Лёсик подбежал на полусогнутых.
— Дай-ка, что там в термосе!
— Ну вот, сиди, — одобрил Кавун. — Пойду вес закажу.
Прошла минута, чая не было.
— Долго ждать?
— Пробка глубоко сидит, Персей Григорьич, ноготь уже сломал.
— Связался с безруким. Дай!
— Ничего, я зубами… Вот… Со скольки начать собираетесь?
— С сорока.
— Я слыхал, Батько…
— Сколько тебе говорить!
— …Извиняюсь, Тарас Опанасыч с тридцати хочет.
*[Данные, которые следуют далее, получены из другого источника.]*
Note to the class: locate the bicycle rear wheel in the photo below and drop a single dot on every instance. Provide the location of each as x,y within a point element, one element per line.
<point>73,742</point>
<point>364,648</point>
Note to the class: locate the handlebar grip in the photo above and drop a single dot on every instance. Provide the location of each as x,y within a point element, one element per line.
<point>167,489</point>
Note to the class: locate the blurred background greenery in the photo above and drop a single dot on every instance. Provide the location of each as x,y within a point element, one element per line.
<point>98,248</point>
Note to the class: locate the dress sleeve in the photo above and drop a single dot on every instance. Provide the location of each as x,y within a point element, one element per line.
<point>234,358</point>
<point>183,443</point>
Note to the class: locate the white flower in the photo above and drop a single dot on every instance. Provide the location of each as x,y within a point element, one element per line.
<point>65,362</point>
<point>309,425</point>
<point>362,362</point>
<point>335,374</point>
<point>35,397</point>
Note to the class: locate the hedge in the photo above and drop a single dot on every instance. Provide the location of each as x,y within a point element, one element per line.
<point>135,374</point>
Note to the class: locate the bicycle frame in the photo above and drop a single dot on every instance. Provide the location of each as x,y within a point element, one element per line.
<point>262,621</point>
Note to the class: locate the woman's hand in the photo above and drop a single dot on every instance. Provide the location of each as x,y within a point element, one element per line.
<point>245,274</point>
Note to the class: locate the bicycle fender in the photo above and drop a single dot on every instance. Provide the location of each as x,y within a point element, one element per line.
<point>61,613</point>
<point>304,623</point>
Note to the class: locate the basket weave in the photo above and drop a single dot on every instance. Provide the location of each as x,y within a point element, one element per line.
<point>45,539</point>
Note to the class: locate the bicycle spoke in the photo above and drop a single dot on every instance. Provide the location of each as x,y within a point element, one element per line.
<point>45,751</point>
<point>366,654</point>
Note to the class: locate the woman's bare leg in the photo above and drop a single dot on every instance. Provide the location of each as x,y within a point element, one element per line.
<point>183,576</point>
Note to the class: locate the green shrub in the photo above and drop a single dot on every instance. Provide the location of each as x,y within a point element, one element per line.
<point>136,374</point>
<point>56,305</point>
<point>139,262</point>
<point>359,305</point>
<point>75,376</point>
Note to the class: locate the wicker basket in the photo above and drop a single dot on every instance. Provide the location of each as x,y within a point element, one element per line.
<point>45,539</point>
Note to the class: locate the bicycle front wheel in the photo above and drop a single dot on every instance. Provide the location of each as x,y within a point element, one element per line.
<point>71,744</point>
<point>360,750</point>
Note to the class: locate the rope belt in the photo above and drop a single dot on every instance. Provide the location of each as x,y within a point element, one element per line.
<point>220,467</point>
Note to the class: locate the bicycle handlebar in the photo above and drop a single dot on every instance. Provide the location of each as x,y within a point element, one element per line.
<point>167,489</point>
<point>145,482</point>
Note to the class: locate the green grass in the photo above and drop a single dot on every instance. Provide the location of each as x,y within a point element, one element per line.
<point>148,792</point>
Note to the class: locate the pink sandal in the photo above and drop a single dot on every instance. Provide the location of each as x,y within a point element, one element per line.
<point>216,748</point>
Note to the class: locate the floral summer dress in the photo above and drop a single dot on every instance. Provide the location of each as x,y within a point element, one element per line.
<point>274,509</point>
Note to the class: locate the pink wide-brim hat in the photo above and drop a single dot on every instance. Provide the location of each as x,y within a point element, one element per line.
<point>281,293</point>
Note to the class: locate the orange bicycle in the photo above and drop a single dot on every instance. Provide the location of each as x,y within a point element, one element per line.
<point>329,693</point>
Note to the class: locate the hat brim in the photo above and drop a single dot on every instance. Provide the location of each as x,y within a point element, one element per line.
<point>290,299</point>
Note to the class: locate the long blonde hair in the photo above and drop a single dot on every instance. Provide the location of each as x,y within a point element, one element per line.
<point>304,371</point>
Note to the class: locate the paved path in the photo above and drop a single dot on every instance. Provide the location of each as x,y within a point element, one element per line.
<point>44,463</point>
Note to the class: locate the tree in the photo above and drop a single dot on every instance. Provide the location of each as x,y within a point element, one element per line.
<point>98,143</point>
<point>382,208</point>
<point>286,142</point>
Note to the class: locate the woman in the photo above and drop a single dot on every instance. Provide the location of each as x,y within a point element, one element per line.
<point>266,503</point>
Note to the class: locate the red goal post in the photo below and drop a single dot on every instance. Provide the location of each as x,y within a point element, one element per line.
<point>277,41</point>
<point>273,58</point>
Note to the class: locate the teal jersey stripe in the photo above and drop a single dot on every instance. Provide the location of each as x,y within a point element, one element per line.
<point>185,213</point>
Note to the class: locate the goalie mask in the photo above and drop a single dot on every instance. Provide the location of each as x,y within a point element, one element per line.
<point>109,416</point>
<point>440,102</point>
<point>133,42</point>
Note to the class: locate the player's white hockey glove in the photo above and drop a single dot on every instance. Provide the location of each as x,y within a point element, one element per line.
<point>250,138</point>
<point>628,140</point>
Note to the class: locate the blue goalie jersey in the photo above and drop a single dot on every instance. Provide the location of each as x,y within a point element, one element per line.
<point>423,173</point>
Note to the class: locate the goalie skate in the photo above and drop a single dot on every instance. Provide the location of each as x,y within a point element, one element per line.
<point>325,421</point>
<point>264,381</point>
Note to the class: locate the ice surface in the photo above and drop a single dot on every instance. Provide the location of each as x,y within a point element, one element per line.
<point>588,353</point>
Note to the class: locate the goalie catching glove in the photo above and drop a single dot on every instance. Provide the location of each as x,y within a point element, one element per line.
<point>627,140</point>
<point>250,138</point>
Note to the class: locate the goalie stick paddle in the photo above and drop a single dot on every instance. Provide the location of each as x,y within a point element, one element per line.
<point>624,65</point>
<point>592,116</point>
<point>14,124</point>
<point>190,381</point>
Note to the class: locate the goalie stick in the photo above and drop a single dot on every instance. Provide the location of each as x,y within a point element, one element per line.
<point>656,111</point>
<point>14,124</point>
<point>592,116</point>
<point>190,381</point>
— Завалить он меня хочет! Позови!
Кавун не подбежал, как надеялся Рубашкин. Подошел не спеша.
— За што шумишь?
— Утопить меня хотите! С тридцатью меня Шахматов проглотит!
— Перестраховываюсь, Персик. Баранки боюсь.
— Сколько я просил меня Персиком не называть? Не детский сад.
— Извини. И не будь такой нервный. Тридцать — прекрасный вес. Рванешь, и сразу десятку прибавишь. Устраивает?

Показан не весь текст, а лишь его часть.